Turkish energy ministry confirms that Israel has reached to Turkey, bidding to build a pipeline linking its fields with Turkey’s southern coast to commercialize its energy resouces in Europe. However, Turkey is not positive about the offer setting forth the political tension, minister official says
Israel has offered to lay an undersea natural gas pipeline to Turkey’s south coast in order to sell energy to Europe, but the Turkish government is yet to give an answer due to the political tension between two parties, a Turkish energy ministry official has told the Hurriyet Daily News.
“Israel has made a bid to build a pipeline to Turkey within last two weeks,” the official said. “But we have a policy regarding Israel and the claims that Turkey leans towards this idea is not true.”
Referring to Israeli daily Yedioth Ahronot, Turkish daily Vatan claimed yesterday that Israeli Prime Ministry Undersecretary Harel Locker and Israeli energy giant the Delek group – who also signed an agreement with Greek Cyprus to explore off-shore energy, arousing reactions from Turkey – had conducted two meetings with the Turkish Energy Ministry to present the pipeline offer.
The newspaper also said that the project would cost $2 billion, most of which will be financed by the Ankara government, which views the project positively.
However, the ministry official denied the claims of the newspaper by saying that Turkey’s current policy on Israel relations would hamper any possible agreement with the country.
On the same day, another Israeli daily newspaper made another claim about the issue, saying that the Turkish conglomerate Zorlu Group planned to lay an undersea pipeline from the Leviathan field, the biggest in Israel.
The relationship between Turkey and Israel hit a historic low after Israel’s deadly May 2010 raid on a Gaza-bound flotilla aid ship that killed eight Turkish citizens and one U.S. citizen of Turkish origin.

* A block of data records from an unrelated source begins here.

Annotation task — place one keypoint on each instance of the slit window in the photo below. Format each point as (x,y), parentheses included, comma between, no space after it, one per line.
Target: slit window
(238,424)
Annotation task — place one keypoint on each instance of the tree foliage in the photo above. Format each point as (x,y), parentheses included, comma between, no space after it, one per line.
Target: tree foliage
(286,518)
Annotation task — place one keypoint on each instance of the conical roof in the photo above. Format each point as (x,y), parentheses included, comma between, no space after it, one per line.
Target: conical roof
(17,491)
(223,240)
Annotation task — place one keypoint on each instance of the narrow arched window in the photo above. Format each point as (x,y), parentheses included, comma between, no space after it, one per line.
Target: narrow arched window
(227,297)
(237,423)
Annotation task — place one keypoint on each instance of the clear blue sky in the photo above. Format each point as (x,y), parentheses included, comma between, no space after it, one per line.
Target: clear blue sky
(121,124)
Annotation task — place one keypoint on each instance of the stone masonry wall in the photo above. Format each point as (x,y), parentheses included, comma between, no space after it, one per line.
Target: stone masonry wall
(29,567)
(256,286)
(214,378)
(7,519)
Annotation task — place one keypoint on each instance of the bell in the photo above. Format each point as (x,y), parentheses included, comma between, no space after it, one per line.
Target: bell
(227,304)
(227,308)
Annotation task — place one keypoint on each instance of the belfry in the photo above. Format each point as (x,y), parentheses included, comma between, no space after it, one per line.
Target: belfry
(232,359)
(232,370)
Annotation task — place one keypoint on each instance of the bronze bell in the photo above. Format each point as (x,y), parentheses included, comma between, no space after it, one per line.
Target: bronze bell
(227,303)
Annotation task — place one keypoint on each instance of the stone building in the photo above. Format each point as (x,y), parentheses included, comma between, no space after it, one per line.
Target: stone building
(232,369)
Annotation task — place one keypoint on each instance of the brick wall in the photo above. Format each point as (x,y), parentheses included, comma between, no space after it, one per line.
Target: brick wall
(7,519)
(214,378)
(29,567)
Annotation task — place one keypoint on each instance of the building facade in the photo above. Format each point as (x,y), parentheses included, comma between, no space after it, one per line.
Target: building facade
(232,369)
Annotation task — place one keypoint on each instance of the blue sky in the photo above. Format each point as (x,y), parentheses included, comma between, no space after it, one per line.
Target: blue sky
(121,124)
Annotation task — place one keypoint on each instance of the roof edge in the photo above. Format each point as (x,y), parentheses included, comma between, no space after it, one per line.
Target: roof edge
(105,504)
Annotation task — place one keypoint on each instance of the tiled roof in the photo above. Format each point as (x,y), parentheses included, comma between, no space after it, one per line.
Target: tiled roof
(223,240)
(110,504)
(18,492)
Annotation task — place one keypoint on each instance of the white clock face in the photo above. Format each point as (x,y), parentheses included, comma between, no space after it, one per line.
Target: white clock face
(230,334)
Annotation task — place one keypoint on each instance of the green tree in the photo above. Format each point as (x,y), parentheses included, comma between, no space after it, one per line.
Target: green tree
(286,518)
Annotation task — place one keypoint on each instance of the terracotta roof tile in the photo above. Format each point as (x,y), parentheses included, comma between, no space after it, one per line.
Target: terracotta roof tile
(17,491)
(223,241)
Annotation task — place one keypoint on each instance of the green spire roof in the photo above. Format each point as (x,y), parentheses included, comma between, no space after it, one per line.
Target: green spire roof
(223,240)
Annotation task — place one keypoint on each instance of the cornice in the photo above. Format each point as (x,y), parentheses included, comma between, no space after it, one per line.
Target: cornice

The attack was the climax of a two-year-long saga of rising tensions between Turkey and Israel, during which the former’s prime minister walked out of the Davos Economic Forum in protest at the latter’s president. The chill in ties has continued due to Turkish demands for an official apology from Israel for the Mavi Marmara attack and compensation for the raid’s victims.
Recently, Israel has authorized the passage of Turkish trucks through Gaza carrying materials for the construction of the Turkish-Palestine Friendship Hospital. Lifting the siege on Gaza constitutes Turkey’s third condition to Israel for the normalizing of relations.